Metsker assists patients in understanding their diagnosis and develops a multi-disciplinary plan of care. "There's so much to do," remarks Metsker. "Sorting out their disease, making doctor appointments and getting their plans together can seem like a 500-piece jigsaw puzzle thrown on the table—and we have to determine the picture."
She is passionate about helping patients become survivors through a healthy lifestyle, including nutrition and exercise. "We actually talk about patients as survivors from the moment they're diagnosed," says Metsker.
Metsker developed the WELL program (Women Embracing and Loving Life), an eight-week session for breast cancer survivors providing information related to nutrition, fitness and stress reduction.
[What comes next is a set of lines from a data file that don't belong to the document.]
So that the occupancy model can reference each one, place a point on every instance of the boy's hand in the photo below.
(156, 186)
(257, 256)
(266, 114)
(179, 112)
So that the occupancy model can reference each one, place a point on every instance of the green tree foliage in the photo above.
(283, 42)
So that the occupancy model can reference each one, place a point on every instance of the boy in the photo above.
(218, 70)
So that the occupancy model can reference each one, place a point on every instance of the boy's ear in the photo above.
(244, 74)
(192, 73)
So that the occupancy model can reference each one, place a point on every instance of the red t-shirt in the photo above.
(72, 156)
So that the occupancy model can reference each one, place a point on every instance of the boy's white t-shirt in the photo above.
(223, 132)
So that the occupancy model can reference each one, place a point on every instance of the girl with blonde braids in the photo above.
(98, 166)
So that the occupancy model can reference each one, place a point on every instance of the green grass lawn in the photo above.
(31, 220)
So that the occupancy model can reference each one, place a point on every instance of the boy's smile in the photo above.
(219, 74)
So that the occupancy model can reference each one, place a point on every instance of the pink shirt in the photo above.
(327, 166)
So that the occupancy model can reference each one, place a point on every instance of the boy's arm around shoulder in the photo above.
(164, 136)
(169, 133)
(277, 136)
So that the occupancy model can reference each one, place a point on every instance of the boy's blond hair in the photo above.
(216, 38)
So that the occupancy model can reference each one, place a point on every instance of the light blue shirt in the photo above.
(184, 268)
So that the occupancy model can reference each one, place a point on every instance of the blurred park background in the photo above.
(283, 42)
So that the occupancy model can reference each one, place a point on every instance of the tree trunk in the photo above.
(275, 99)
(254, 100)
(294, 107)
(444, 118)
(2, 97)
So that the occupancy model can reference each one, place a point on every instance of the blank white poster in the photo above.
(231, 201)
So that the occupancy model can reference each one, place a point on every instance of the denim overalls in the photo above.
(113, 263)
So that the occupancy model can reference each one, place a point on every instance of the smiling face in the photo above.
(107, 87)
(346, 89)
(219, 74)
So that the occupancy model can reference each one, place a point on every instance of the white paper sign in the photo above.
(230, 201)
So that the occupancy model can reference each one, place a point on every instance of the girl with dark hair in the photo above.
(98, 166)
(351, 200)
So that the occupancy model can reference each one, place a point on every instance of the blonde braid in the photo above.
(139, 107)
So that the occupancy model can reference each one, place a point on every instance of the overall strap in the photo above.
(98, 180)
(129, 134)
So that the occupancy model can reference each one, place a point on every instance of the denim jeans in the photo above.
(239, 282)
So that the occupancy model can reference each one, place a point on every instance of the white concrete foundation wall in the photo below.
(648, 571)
The program also encourages breast cancer survivors to improve their psychological health by taking an active role in their recovery and interacting with other survivors. The program has received national attention and is being used by other hospitals in their own breast centers.
Metsker credits the “journey turned to joy in her life” to a strong faith. "I had a strong faith before but this has definitely brought me closer to God," says Metsker. "My experience has led me to a calling to help other people."